Determine the appropriate format for your announcement based on the type of feature being released.
For major feature announcements that significantly change the way users interact with your product or provide substantial new value, modal windows and dedicated in-app pages are highly recommended. These formats are hard to miss and provide sufficient space to elaborate on the feature's benefits.
For example, Scalable Press (a customized goods producer) launched their new feature, “Cashback Streaks,” using a modal window. What makes this announcement especially interesting is that Scalable Press included a 0–5 rating scale, allowing users to provide instant feedback on the new cash back program. It's a clever way to capture initial user sentiment at a moment of high engagement.
For minor feature updates or improvements, tooltips, slideouts, and checklists might be more appropriate. These formats are less disruptive to the user experience and can effectively introduce new functionalities without overwhelming users.
For example, HubSpot announced a new feature to view social posts in a calendar view using a tooltip tour.
Regardless of the feature's size or impact, emails should be a crucial part of your announcement strategy. Emails serve as a long-term record of the update, reach users not currently active in the app, and allow you to include additional details or resources.
For Example, Semrush sent an email to announce their new link building tool:
Tip: Ensure the format you choose provides an optimal user experience and supports the feature's value proposition.

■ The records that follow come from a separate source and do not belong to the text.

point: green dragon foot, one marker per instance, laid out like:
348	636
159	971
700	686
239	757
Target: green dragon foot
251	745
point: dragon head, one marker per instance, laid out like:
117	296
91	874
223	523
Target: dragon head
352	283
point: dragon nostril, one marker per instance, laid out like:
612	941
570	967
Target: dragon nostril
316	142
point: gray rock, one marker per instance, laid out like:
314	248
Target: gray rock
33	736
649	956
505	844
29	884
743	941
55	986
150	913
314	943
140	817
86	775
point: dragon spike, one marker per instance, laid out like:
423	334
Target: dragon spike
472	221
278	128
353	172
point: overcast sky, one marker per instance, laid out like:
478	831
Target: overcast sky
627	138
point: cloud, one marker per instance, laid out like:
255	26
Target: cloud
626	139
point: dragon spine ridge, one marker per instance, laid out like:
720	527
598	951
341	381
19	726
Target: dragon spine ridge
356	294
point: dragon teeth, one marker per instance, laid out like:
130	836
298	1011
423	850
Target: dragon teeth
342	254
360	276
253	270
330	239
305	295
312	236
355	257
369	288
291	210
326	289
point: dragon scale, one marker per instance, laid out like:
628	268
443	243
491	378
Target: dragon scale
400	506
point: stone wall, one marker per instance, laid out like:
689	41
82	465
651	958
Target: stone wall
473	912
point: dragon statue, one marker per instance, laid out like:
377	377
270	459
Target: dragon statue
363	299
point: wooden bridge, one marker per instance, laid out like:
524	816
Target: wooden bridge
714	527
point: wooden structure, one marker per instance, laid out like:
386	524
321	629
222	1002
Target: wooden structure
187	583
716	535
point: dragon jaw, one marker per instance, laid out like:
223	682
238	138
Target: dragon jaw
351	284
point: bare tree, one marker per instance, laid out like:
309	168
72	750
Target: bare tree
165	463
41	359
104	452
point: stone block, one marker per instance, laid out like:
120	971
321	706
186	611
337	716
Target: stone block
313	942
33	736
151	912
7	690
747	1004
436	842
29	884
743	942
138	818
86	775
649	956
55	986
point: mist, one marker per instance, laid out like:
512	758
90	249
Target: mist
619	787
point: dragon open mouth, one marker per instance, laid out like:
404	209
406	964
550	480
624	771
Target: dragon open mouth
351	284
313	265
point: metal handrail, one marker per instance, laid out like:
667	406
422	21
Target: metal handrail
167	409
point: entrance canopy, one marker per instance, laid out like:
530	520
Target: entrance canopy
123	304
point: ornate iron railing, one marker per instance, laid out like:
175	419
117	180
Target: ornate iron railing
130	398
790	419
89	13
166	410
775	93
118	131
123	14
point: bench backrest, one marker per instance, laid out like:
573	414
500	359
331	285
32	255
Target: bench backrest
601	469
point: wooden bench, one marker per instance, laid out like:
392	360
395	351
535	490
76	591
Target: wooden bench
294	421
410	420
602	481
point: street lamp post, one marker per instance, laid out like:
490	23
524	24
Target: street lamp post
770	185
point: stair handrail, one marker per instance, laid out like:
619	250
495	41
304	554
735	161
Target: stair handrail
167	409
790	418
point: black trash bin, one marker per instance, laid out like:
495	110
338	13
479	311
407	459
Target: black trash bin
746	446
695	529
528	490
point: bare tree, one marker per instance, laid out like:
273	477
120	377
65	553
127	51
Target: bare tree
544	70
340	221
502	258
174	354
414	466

Also, make sure it's accessible and easy for users to understand and interact with.
Step 4: Craft a compelling message.
Start with a catchy and informative header.
Personalize the message by referencing the user by name or with other relevant user data.
Highlight the value proposition of the feature in persuasive language.
Include a clear call-to-action (CTA) that encourages users to try the feature.
Keep the message brief and easy to read.
Create different versions of the message tailored to specific problems users face.